Sajid Javid has said that he is warm to the idea that holders of public office (however that is defined: with 40% or so of the economy under direct state control, and 100% being regulated) should swear their allegiance to British Values before they are allowed to take up their position. This comes around every few years. And every few years people laugh at it, poke holes in the reasoning and then it goes away again.
Unless an oath of allegiance is considered a binding contract that one could be held to have breached, then it seems fairly pointless. Will there be a new criminal offence of saying you tolerate the views of others when you don't really? The people who Mr Javid presumably wants to bar from having important responsibilities in public life are, one presumes, exactly the people who would have no problem making the required oath whether or not they agreed with a single bit of it. It would be seen simply as part of the "game".
I have always seen oaths taken elsewhere as a sign of institutional weakness - of tin-pottery. The US President has to swear that he or she will uphold the Constitution. Cannot the Constitution uphold itself if the President tries to drive a coach and horses through it? How confident were the founding fathers that it would all stay upright? Not very, perhaps.
I once had to sign a UK government form (it was pink, and asked all sorts of silly questions) with a declaration at the bottom that I would uphold the values of Parliamentary Democracy. As I was signing I wondered whether there weren't perfectly defensible viewpoints which might be contrary to that, which sensible people could hold without being terrorists.
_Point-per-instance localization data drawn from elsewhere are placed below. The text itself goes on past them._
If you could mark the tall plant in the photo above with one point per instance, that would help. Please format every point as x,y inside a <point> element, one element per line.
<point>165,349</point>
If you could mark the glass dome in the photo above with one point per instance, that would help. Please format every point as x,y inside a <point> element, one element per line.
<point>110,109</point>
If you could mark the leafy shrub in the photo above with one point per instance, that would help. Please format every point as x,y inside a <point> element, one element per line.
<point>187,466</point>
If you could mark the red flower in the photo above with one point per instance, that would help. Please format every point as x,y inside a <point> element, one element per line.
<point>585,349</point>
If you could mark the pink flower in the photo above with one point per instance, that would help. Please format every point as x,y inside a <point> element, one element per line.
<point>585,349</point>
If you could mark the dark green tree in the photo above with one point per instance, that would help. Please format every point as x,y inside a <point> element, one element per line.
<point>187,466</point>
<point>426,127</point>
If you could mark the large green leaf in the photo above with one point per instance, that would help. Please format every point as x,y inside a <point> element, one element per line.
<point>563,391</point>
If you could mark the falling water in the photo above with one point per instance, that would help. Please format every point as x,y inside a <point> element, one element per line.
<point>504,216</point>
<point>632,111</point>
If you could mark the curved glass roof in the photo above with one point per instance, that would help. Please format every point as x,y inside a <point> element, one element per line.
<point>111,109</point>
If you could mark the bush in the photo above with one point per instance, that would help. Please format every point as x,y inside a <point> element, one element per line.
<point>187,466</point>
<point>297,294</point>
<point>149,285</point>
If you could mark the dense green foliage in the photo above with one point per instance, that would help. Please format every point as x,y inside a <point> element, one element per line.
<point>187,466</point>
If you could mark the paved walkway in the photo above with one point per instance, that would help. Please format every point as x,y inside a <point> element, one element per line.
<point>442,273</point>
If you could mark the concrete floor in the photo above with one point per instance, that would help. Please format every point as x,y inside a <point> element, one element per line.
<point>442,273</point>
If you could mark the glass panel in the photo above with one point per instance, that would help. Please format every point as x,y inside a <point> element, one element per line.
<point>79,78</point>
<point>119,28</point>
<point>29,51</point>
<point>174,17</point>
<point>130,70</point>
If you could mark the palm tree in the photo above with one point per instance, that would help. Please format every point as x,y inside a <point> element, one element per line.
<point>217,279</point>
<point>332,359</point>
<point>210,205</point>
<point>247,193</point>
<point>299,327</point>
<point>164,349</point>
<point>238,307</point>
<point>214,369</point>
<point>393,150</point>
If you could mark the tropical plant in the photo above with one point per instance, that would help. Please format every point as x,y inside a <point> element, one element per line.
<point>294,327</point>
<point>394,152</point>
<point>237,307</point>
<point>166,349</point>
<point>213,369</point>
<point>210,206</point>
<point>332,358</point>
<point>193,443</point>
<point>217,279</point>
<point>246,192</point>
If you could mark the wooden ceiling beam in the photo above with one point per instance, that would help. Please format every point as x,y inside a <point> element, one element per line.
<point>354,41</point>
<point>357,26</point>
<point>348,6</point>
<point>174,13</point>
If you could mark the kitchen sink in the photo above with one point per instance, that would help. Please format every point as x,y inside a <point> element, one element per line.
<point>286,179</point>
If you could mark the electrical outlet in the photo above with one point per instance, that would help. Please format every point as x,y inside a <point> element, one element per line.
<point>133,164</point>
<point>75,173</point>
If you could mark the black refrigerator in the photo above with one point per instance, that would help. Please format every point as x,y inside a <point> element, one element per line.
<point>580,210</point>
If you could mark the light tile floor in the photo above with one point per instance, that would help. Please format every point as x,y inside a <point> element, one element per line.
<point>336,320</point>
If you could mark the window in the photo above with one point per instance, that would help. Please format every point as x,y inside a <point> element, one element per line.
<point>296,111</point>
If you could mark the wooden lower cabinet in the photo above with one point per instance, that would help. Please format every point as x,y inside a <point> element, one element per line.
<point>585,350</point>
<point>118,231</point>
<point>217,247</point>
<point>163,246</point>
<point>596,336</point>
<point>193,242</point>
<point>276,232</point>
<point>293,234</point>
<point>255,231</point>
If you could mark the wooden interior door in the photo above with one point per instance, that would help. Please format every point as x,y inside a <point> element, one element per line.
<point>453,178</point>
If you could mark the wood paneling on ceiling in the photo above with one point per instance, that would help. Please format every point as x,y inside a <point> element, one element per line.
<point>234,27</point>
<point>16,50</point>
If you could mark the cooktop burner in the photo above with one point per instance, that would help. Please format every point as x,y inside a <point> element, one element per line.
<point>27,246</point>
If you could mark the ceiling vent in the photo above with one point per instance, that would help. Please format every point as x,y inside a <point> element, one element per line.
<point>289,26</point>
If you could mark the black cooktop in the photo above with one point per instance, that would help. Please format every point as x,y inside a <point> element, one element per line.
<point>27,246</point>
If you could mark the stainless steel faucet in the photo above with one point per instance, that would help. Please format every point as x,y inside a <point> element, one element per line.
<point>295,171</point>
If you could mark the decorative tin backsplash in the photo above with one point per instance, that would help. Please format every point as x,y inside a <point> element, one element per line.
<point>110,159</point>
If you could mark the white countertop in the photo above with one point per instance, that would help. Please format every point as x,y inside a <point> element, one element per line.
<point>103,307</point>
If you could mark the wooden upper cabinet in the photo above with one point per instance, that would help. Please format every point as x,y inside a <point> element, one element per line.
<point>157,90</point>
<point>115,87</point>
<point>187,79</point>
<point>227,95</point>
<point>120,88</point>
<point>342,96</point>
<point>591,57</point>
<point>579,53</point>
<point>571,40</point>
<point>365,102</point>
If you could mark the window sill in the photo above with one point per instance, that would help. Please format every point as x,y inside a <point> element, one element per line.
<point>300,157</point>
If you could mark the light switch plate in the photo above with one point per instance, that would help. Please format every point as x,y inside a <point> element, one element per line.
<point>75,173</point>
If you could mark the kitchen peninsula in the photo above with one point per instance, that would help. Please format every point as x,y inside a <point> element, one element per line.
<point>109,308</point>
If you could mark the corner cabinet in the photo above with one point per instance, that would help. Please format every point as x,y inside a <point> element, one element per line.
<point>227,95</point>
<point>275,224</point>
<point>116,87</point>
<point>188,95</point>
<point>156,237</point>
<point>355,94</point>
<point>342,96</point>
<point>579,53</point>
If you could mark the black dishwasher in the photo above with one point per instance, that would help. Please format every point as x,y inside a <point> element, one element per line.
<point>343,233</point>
What happens if Parliament goes against a democratic choice, what do oath-takers do then? Will Mr Javid be making people swear an oath of allegiance to the Queen? That could exclude an awful lot of Liberal Democrats. Maybe that is the point.
And we haven't even got onto the question of what these British Values might be. Mr Javid says that he does not want to see a "government-approved, one-size-fits-all identity" where everyone "drinks tea, watches cricket and bobs up and down at the Last Night of the Proms". Which is lucky in a country where football is obviously the national sport.
One of the key British values which has stood the test of time is that of eccentricity and the tolerance for the eccentricity of others. Try incorporating that into an oath, Mr Javid.
"I, Blue Eyes, do swear and attest that I will uphold the British Values of fair play, hard work and an eye-wateringly expensive welfare state, of freedom of speech unless it offends anyone, and the right to be a little bit weird but not too weird. I will uphold the right of everyone to hold at least one petty grudge, to get apostrophes wrong every single bloody time, and to have no more than three topics which should not be discussed in front of them down the pub. So help me Beckham."